Phew! That's a lot of stuff to show without seeing what it all looks like when you run it. So, without further ado, take a look at 06_aws_hive_startup.sh (which looks pretty tame) and view the console when we run it:

#!/usr/bin/env bash
echo "$(tput bold)$(tput setaf 6)Startup Apache Hive in AWS$(tput sgr 0)"

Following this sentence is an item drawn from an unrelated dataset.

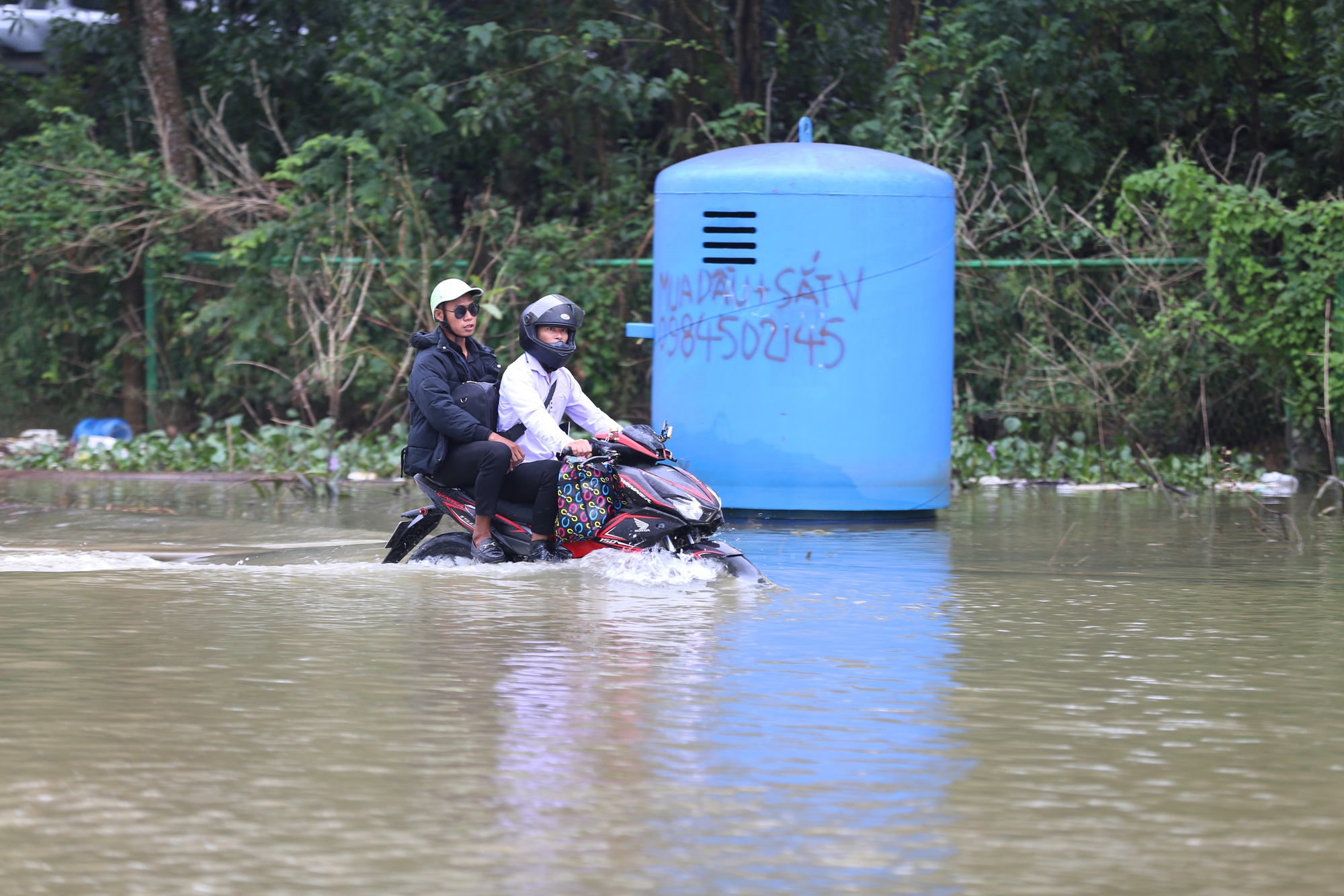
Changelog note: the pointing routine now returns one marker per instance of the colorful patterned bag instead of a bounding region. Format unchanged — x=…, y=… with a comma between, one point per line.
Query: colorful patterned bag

aws s3 mb s3://hadoop-scratchpad > /dev/null 2> /dev/null

terraform init
terraform apply -auto-approve

We simply created an AWS S3 bucket called hadoop-scratchpad, initialized Terraform, and applied the Terraform scripts. Then the magic happens: 06_aws_hive_startup_01 Notice how, in the middle of this screenshot, how the aws_instance scripts are locally executing the "aws ec2 wait instance-status-ok" commands? They're designed to keep us from jumping the gun and executing further provisioning until the EC2 instances are awake enough to respond to remote ssh and scp requests to response to them. 06_aws_hive_startup_02 Jumping ahead in time a little (letting those EC2 instances startup), we see what it looks like when the instances are establishing ssh credentials with us so we can provision them: 06_aws_hive_startup_05 And now, we see what it looks like when the Terraform is sending files to the remote EC2 instances: 06_aws_hive_startup_06 Jumping ahead in time a little again, we see the telltale cyan messages we emitted in provision.hdfs_base.sh remotely running. 06_aws_hive_startup_08 Skipping ahead in time a little once more, we observe that provision.hive_rdbms.sh and run_hive_rdbms.sh have remotely run, based on the cyan messages of what they were doing and the green message that "Postgres has started". 06_aws_hive_startup_10 A few moments later, we see a flury of activity in cyan from datanode[1] finishing its provisioning, and both a yellow message from "HDFS Datanode Instance 001" looking at "HDFS Datanode Instance 002" to see if it has completed it provisioning (and seeing that it is still provisioning) as well as a green message from "Hive Metastore Instance 000" looking to see if "Hive RDBMS Instance 000" to see if it is running yet (and it is). 06_aws_hive_startup_13 A whole lot more of the prior behaviors. Instances asking each other if they are running yet, inter-instances ssh permissions, and so on. All very colorful. 06_aws_hive_startup_14 A little further in time, we see a cyan message that HDFS is being started, and all of the ssh-able instances that form the cluster. 06_aws_hive_startup_18 The final pieces of the metastore server, and then the hive server are executed (they have been patiently waiting for all other dependencies to get running), and we are done. 06_aws_hive_startup_19 As its final gesture to us, the terraform apply executes its output.tf, and shows us the DNS entries for the 8 EC2 instances it started for us. 06_aws_hive_startup_20

And just to get a sense of what the AWS provisioning looks like from the AWS console...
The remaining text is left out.